Worse, the fighting will increasingly divide along sectarian lines, as Sunnis, Shi’a, and Kurds move to protect their respective interests. Shi’a cleric Muqtada al-Sadr, whose Mahdi Army battled both US and Iraqi forces during the occupation and transition, has pledged to form “peace brigades” to protect Shi’a shrines and cities. The Kurds, who themselves have a claim on Mosul, will likely move against ISIS as well to reinforce their ‘state-within-a-state’ defenses elsewhere. Sunni groups, both extremist and tribally aligned, will follow in ISIS’ wake, hoping to generate momentum, weapons, and resources for themselves. Already, the Jaysh Rijal al-Tariq al-Naqshbani (JRTN), an armed Ba’athist group aiming to overthrow al-Maliki, is active on Twitter (which is how most young Iraqis get their news) with photos of JRTN members driving an Iraqi Army Humvee—just one item among the large amount of US manufactured weaponry provided to Iraq’s military. Iraq has not been this close to renewed mass sectarian conflict since 2006, when al-Qaeda in Iraq blew up the Golden Mosque in Samarra and ignited the civil war.
Ongoing events in Iraq have immense regional and global repercussions. Iran won’t stand by while Sunni extremists target Shi’a, nor will Saudi Arabia stand by while Shi’a extremists target Sunnis. Sensing the coming storm, the secretary for Iran’s Supreme National Security Council, Ali Shamkhani, said “ [there] is a need for attention and action from governments and the international community.”
Turkey, which has 80 of its citizens being held hostage in Mosul, including the Consul General, has asked for an emergency meeting of NATO. Given how long the chaotic conditions in Iraq and most neighboring countries have been building, it’s unclear what the international community—however that phrase is defined—can do in the short term.
On social media and the Internet, ISIS supporters are posting triumphant remarks about “the end of Sykes-Picot” (the 1916 agreement that drew the current borders of the Middle East, including Iraq and Syria).
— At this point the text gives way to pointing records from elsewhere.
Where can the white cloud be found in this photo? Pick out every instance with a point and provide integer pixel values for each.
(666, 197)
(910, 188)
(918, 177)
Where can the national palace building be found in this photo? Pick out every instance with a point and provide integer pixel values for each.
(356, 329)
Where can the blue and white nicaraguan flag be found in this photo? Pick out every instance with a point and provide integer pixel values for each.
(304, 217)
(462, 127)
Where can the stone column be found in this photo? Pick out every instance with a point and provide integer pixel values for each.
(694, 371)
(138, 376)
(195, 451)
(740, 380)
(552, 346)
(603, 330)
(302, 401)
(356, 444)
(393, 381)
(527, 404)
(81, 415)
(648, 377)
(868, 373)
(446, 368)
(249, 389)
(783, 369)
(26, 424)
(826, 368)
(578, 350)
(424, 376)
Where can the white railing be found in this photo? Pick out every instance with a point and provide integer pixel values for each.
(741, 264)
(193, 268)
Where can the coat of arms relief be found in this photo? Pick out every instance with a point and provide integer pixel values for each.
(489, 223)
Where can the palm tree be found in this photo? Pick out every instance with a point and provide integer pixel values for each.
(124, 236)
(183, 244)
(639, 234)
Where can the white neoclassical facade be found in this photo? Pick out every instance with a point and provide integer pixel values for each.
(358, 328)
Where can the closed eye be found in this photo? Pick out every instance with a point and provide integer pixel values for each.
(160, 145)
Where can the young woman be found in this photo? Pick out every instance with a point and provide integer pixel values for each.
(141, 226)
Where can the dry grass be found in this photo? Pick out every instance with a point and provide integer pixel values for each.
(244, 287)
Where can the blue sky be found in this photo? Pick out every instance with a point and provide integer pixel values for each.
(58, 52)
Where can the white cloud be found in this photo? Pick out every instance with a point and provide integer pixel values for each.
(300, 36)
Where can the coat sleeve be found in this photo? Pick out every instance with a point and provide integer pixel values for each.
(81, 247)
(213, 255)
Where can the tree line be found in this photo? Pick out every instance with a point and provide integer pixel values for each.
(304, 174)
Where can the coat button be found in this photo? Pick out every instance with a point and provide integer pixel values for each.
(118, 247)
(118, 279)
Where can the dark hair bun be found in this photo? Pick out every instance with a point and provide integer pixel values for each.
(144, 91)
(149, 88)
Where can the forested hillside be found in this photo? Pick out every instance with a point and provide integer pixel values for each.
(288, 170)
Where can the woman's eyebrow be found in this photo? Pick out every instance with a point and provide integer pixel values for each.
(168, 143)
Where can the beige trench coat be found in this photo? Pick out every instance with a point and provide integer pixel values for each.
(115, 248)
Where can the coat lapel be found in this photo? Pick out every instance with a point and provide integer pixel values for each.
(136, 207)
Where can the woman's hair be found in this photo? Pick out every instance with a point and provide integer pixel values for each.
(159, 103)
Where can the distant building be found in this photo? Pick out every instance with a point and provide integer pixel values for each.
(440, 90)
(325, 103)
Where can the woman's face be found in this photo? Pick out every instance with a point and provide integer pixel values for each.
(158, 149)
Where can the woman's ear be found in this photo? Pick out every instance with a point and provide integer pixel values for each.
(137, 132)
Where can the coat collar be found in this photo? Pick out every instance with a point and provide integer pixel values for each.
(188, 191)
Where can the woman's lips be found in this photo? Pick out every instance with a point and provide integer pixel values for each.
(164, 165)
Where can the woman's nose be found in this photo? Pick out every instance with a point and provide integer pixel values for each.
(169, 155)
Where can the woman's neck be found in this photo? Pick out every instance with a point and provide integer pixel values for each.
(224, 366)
A YouTube video depicts ISIS fighters, some arriving in Iraqi Army Humvees, literally bulldozing an earthen berm on a small section of the Iraq-Syria border, giving the hyperbolic tweets a frightening level of credibility, however minuscule. Reports of aircraft over Mosul are tweeted as proof that “the Air Force of the Islamic State is being born.” Just as it’s foolish to engage in mindless rumor chasing online, it’s imprudent to dismiss the millions of people who do, since a great number of Arab youth—ISIS’ main target—get their information almost entirely from Twitter and YouTube. An analysis of ISIS-related social media in the last few days shows that supporters are focused less on the Iraqi government and its handling of the crisis than on a broader Sunni-Shi’a conflict. This is troubling because efforts to counter this thinking—of inexorable sectarian war on a regional scale—don’t reach the core audience in their self-selected Twitter-verse.
A great deal depends on what the Iraqi army does in the next few days in terms of keeping ISIS and band-wagon groups like JRTN away from Baghdad. Just as there is little probability ISIS will remain in control of Mosul, there is little probability of ISIS taking over the Shi’a-dominated capital. But, the finer point is that ISIS has released over 2,000 prisoners from jails in Mosul, captured an unknown but likely large number of modern weapons, and seized an unknown but likely very substantial amount—some reports indicate over $400 million—of money from banks. If ISIS can threaten the capital, however briefly, it will provide the group with something as powerful as weapons and money: momentum and a sense, even if fleeting, of inevitability.